Behaviour of $\operatorname{Ext}$ with left exact sequences.

Question

Maybe is a trivial question but I am not so good in derived functors. Assume we are in the category of abelian groups and we have an exact sequence $$0\longrightarrow A\longrightarrow B\longrightarrow C.$$ Then we know that $$0\longrightarrow \operatorname{Hom}(M,A)\longrightarrow \operatorname{Hom}(M,B)\longrightarrow \operatorname{Hom}(M,C)$$ is exact.
Is it true that $$0\longrightarrow \operatorname{Hom}(M,A)\longrightarrow \operatorname{Hom}(M,B)\longrightarrow \operatorname{Hom}(M,C)\longrightarrow \operatorname{Ext}^1(M,A)$$ is exact or we need that $B\rightarrow C$ is surjective?

Answer 1

No, the extended sequence needn't be exact. Take first $0\to A\to B\to D\to 0$ exact so that $0\to \hom(M,A)\to \hom(M,B)\to\hom(M,C)\to\operatorname{Ext}^1(M,A)$ is exact. Take any $E$ such that $\hom(M,E)\neq 0$. Then set $C=D\oplus E$. $0\to A\to B\to C$ is exact, but then the sequence $0\to \hom(M,A)\to\hom(M,B)\to\hom(M,C)\to \operatorname{Ext}(M,A)$ splits as $$0\to \hom(M,A)\to \hom(M,B)\to\hom(M,C)\to\operatorname{Ext}(M,A)\\ \bigoplus 0\to 0\to 0\to \hom(M,D)\to 0$$ where the latter is not exact.

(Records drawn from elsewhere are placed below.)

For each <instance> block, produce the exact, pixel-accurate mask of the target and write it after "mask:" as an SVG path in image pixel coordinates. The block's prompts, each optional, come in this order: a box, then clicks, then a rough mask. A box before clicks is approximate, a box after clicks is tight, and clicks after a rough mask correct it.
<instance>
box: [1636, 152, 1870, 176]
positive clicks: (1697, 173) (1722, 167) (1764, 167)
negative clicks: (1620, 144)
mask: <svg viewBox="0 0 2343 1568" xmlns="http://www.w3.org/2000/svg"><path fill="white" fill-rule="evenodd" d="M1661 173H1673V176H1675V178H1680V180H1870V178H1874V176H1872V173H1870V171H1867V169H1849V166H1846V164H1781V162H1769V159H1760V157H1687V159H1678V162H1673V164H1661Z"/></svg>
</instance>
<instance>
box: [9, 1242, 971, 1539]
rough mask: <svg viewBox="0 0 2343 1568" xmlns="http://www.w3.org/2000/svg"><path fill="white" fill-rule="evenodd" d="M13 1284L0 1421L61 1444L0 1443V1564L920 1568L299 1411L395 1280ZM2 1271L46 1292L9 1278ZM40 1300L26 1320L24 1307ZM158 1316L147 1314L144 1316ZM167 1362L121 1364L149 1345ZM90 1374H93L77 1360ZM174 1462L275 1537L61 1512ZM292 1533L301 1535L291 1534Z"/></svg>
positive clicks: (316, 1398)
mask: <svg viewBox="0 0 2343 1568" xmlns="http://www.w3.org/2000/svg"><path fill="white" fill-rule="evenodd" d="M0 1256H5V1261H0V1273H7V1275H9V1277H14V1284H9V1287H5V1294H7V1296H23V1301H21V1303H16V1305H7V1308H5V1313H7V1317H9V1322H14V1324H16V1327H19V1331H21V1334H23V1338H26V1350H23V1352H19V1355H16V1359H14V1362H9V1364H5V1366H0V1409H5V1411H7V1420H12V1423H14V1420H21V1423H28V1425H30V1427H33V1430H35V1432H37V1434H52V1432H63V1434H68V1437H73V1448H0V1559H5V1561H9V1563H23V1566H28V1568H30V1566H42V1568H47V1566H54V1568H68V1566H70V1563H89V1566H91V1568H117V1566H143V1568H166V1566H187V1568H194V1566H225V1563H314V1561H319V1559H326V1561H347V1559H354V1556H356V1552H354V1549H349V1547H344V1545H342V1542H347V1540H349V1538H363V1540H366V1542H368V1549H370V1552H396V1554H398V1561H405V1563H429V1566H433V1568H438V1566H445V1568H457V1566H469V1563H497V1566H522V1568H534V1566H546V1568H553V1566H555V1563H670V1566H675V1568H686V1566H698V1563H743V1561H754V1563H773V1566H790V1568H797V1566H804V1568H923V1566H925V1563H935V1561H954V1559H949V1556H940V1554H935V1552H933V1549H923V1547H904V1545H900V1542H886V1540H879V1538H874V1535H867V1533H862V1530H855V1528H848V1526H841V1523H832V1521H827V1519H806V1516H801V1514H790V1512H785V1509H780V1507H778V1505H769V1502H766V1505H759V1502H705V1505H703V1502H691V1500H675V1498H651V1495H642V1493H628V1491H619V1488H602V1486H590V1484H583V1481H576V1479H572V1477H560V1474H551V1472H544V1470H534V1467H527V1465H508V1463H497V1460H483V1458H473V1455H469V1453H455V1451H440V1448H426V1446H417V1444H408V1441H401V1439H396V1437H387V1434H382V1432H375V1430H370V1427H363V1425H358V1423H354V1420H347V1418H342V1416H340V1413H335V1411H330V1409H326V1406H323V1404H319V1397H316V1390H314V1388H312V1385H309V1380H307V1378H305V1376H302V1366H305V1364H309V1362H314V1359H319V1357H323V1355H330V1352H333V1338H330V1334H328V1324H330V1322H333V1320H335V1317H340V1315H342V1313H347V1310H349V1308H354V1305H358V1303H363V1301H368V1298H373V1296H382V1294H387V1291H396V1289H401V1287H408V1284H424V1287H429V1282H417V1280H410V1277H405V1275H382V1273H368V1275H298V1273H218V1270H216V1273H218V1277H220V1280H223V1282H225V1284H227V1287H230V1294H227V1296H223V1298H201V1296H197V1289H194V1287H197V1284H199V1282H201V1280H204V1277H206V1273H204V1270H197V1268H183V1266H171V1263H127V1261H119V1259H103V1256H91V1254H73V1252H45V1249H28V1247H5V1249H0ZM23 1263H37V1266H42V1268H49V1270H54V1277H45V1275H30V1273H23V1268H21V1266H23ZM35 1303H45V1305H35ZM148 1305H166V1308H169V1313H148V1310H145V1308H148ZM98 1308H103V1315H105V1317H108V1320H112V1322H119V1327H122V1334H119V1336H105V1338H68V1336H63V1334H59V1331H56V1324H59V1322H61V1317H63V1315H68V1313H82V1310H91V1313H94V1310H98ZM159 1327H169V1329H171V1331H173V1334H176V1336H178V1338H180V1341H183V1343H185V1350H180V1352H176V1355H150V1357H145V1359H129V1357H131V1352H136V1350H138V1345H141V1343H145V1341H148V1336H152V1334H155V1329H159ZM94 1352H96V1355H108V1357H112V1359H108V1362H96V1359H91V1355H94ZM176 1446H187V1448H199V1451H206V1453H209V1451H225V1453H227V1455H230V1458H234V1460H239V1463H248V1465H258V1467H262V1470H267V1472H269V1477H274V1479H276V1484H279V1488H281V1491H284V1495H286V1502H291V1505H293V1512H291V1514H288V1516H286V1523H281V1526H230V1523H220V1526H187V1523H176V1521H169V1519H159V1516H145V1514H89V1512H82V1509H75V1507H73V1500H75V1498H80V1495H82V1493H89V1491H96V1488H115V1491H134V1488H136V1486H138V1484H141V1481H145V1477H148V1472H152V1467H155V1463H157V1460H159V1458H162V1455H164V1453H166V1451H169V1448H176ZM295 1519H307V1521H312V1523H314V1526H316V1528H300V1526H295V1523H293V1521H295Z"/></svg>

For an explicit example take $A=B=\mathbb{Z},D=M=E=\mathbb{Z}_2$. $\hom(\mathbb{Z}_2,\mathbb{Z})=0,\operatorname{Ext}(\mathbb{Z}_2,\mathbb{Z})=\mathbb{Z}_2=\hom(\mathbb{Z}_2,\mathbb{Z}_2)$, so your sequence becomes $0\to 0\to 0\to \mathbb{Z}_2\times\mathbb{Z}_2\to\mathbb{Z}_2$.